Le mis en examen garde le silence, regarde pensivement par la fenêtre. Visiblement, il s'en fiche.

Le juge reprend : lors de votre arrestation, vous aviez emporté la recette, soit 880 euros en billet, plusieurs cartouches de cigarettes, et tous les tickets à gratter. Et je vois dans le dossier que me transmet le parquet que ce n’est pas votre premier braquage, vous avez déjà braqué un autre bar tabac il y a 6 mois.

Le mis en examen sourit : ouais, M’sieur le juge, mais on était venu trop tôt le matin, on avait pu emporter que 60 euros.

Le juge : Oui, là c’était en fin d’après midi, il y avait la recette de la journée. Vous apprenez vite…

On frappe à la porte. Le procureur entre. [1]Il vient soutenir la demande de placement de détention provisoire.

Le mis en examen pâlit, sa voix se brise en sanglots retenus : Quoi ? J’peux aller en prison ? Mais… c’était des jouets ? J... j'étais pas tout seul... On n'a blessé personne....
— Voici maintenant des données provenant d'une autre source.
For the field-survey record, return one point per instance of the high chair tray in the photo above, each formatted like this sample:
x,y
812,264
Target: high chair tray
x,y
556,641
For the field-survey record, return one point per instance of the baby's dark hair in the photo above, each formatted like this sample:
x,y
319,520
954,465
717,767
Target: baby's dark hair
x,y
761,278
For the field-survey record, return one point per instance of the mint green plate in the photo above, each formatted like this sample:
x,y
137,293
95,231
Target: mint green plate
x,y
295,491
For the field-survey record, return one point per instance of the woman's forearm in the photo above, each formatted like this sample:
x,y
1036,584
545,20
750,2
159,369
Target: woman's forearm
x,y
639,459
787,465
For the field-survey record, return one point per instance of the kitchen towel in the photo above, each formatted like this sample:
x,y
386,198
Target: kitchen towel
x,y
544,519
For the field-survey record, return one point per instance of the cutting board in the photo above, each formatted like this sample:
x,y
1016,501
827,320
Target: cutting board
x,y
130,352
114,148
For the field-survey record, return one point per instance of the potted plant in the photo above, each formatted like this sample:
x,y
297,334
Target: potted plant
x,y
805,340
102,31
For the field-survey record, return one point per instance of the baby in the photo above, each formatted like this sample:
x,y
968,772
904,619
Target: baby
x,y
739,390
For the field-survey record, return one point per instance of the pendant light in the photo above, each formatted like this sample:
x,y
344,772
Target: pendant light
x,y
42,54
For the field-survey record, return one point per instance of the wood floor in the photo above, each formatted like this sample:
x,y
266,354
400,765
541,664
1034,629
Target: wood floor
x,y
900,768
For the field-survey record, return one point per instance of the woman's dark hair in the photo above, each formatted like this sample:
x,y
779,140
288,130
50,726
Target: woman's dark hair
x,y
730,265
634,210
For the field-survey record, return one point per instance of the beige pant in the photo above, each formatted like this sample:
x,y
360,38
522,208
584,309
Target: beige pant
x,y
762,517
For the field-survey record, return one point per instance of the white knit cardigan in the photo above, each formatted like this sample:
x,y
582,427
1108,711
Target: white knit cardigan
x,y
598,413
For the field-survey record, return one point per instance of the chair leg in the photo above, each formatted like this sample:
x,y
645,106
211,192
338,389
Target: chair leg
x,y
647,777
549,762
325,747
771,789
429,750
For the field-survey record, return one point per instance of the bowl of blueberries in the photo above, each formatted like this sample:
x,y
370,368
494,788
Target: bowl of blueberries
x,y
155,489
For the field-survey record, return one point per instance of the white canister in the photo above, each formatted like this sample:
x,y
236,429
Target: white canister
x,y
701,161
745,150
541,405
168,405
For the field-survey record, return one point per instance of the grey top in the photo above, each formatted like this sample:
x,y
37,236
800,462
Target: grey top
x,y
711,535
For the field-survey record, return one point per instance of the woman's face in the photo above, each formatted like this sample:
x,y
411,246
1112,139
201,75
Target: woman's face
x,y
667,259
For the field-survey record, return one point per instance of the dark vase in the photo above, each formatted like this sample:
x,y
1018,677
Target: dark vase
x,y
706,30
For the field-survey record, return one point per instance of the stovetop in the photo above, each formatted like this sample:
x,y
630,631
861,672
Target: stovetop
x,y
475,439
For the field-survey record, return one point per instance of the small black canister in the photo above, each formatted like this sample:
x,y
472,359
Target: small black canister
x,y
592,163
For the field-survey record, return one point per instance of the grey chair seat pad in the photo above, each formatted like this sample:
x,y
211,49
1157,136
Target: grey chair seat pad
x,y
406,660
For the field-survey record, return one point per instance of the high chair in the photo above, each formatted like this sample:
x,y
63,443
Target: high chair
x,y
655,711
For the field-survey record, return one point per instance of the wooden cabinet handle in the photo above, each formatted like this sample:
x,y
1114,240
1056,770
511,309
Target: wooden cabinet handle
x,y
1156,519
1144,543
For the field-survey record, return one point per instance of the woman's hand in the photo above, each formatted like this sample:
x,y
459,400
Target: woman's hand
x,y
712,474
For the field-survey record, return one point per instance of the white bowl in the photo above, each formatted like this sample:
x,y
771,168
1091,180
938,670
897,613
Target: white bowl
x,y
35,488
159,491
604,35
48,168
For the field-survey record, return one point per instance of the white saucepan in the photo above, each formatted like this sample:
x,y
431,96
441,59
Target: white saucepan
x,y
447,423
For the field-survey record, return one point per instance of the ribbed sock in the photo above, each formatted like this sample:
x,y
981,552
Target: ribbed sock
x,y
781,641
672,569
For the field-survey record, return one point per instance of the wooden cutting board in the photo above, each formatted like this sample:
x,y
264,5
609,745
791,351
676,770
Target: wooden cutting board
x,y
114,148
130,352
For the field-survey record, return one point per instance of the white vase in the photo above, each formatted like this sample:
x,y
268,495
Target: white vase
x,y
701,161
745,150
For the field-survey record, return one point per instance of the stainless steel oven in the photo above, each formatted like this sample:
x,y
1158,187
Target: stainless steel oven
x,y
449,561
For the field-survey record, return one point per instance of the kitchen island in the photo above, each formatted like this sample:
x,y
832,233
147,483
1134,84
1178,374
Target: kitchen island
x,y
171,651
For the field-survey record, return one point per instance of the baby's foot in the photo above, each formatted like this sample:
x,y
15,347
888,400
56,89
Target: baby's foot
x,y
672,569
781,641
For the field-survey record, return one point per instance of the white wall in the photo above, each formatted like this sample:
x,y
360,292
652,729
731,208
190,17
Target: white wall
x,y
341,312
Le juge : La loi assimile à une arme tout objet qui, présentant avec une arme une ressemblance de nature à créer une confusion, est utilisé pour menacer de tuer ou de blesser ou est destiné, par celui qui en est porteur, à menacer de tuer ou de blesser (article 132-75 du code pénal). Si vous étiez plusieurs, vous êtes tous coauteurs, et ça peut même être une bande organisée, c'est pire encore. Et si vous aviez blessé quelqu'un ou pire, ç'aurait été encore plus grave. Ne croyez pas que quand on ne blesse personne, on s'en tire. Monsieur le procureur, je vous écoute.

Le procureur est bref et efficace pendant que le mis en examen est agité de sanglots : c’est le 2e braquage en six mois, le vol à main armé est un crime, le mis en examen a montré qu’il ne réalisait pas la gravité des faits, un contrôle judiciaire serait insuffisant.
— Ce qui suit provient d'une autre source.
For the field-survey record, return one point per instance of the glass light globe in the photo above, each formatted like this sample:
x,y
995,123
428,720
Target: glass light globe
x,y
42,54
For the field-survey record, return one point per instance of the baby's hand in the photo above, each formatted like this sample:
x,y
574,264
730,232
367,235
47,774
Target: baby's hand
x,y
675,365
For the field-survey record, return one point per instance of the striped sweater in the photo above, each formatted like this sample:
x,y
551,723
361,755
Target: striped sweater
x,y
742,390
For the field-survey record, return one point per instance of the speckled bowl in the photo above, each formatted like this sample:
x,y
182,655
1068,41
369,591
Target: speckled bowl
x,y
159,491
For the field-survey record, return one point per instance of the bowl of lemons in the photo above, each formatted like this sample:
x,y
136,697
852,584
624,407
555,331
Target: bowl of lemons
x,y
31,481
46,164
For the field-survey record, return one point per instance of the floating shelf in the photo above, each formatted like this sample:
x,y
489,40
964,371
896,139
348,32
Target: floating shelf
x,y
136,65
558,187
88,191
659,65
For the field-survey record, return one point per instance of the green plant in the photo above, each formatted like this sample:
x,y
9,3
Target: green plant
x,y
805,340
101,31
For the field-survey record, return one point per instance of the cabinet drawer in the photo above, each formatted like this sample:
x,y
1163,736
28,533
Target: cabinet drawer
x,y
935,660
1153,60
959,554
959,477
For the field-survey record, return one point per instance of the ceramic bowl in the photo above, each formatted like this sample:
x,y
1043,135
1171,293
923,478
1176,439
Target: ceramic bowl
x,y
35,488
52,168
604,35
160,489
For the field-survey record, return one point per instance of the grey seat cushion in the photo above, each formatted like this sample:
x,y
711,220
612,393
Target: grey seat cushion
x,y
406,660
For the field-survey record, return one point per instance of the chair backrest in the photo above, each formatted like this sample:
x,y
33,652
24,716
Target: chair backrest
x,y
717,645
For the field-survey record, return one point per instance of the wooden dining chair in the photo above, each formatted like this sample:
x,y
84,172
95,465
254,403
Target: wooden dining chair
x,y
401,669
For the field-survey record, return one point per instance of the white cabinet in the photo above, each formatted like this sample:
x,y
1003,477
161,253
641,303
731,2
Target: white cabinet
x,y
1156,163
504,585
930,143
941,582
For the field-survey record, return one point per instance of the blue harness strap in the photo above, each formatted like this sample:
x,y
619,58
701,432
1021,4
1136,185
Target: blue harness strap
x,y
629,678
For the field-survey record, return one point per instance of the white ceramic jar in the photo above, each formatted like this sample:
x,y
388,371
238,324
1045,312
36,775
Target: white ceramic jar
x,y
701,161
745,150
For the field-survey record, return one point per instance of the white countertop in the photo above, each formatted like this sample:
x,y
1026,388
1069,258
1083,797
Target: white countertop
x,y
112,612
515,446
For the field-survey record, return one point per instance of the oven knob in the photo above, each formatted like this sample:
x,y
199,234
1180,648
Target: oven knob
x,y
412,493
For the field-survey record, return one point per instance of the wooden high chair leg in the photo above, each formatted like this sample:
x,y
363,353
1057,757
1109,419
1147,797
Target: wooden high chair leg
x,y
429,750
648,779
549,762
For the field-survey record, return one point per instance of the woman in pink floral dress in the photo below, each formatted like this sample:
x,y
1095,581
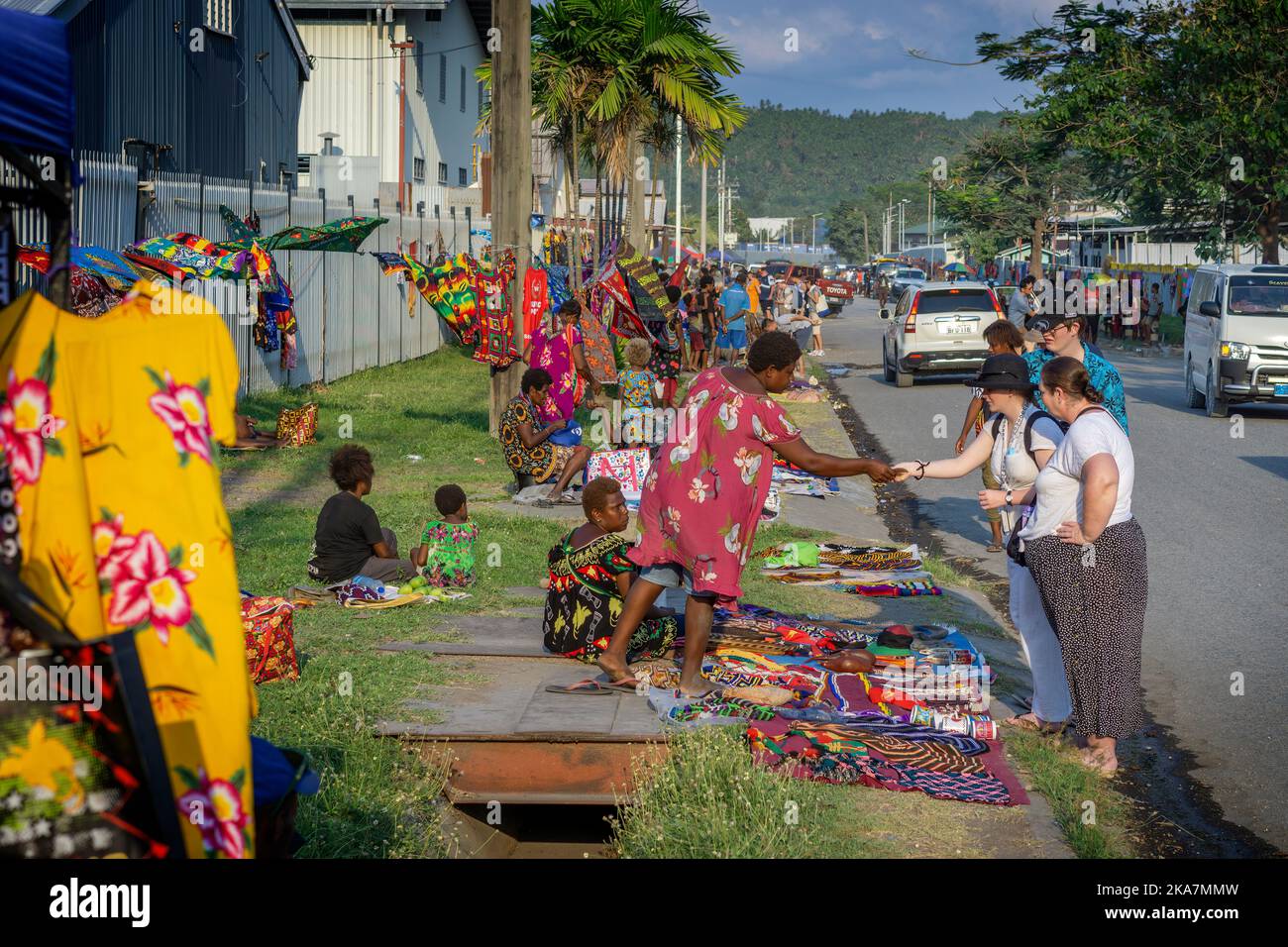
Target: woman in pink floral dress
x,y
703,496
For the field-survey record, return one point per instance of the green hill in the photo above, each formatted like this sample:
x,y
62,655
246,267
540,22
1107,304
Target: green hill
x,y
800,161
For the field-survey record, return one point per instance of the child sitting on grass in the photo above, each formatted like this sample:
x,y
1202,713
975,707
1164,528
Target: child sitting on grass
x,y
638,388
446,551
349,540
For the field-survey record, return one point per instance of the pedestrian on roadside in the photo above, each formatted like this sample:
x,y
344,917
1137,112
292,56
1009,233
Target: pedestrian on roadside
x,y
1061,335
1001,338
1087,556
1022,303
1016,445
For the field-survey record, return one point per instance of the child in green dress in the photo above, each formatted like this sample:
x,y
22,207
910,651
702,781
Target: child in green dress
x,y
446,551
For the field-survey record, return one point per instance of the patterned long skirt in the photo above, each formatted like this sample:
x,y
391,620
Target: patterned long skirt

L’avocat fait ce qu’il peut : il sait que la détention est inévitable, son client s’est coulé tout seul par son attitude.
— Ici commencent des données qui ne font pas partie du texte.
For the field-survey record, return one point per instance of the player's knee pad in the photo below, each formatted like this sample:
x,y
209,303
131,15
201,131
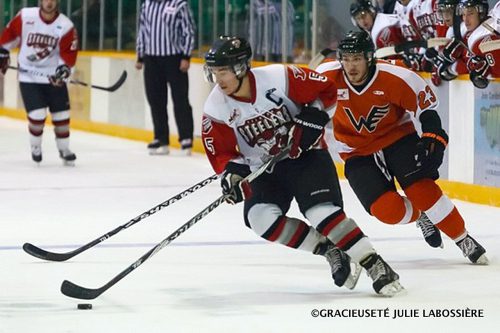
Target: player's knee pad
x,y
61,123
36,121
424,193
268,221
392,208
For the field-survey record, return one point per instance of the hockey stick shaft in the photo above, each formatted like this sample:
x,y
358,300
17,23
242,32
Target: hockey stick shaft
x,y
319,58
52,256
111,88
71,289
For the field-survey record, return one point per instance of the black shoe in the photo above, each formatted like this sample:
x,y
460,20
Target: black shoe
x,y
385,280
36,154
473,250
431,233
340,265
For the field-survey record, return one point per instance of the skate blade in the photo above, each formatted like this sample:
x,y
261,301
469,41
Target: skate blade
x,y
482,260
392,289
353,278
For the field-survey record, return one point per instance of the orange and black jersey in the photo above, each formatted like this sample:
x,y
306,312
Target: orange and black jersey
x,y
369,120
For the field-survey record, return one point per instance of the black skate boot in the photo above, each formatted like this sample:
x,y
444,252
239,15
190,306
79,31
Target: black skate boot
x,y
68,157
340,265
385,280
36,154
473,250
431,233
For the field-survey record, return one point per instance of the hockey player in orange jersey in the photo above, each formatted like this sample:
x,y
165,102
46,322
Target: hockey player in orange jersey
x,y
379,143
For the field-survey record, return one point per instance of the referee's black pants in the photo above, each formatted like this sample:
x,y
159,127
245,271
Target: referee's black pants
x,y
158,71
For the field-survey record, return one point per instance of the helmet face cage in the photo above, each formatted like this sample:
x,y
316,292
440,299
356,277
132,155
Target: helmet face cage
x,y
482,7
356,42
360,7
231,52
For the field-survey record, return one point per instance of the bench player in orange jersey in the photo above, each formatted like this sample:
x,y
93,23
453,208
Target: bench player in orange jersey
x,y
379,143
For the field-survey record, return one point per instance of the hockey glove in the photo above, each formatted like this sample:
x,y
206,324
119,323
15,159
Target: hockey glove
x,y
307,130
4,60
432,143
479,69
233,185
412,61
62,73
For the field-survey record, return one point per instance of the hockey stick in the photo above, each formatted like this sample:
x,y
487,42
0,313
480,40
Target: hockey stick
x,y
111,88
491,45
52,256
70,289
393,50
318,58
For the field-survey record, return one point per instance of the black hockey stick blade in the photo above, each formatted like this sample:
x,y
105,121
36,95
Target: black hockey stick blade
x,y
35,251
70,289
112,88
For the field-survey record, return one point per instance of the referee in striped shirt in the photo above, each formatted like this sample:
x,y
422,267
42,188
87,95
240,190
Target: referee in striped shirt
x,y
164,45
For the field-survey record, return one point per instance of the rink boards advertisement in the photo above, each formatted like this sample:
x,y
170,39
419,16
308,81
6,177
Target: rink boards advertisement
x,y
487,135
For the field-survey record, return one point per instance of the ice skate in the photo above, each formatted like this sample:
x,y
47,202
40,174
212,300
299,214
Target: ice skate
x,y
36,154
68,157
157,148
473,250
431,233
385,280
340,264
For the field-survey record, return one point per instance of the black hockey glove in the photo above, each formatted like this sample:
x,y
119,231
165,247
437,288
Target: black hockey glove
x,y
4,60
432,143
307,130
479,70
62,73
233,185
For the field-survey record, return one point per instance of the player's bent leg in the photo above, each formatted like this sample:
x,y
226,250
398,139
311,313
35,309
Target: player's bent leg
x,y
60,120
268,221
332,222
392,208
427,195
36,123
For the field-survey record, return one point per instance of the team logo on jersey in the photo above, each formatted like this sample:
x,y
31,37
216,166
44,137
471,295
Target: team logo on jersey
x,y
342,94
376,114
298,72
234,115
267,130
206,125
43,45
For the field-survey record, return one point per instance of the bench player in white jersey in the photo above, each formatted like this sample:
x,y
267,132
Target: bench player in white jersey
x,y
48,49
379,143
250,116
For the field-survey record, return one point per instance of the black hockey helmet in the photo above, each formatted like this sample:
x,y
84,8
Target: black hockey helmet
x,y
359,6
481,5
230,51
357,42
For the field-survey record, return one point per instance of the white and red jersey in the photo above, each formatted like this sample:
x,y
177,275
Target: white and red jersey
x,y
385,31
250,131
482,34
43,45
424,17
367,121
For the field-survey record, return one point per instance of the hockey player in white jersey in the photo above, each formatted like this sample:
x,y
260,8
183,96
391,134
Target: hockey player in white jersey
x,y
48,47
250,115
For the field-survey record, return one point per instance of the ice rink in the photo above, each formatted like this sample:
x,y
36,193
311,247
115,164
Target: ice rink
x,y
216,277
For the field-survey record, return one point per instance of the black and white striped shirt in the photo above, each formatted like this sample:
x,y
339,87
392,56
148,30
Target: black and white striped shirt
x,y
166,27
Le juge ordonne le placement en détention provisoire. Le mis en examen se met à chialer comme un môme.

Normal.

Il a treize ans et demi.

Notes

[1] Cette scène se déroule avant la réforme du 15 juin 2000 et la création du juge des libertés et de la détention ; le juge d'instruction décidait du placement en détention provisoire au cours d’un débat contradictoire dans son cabinet.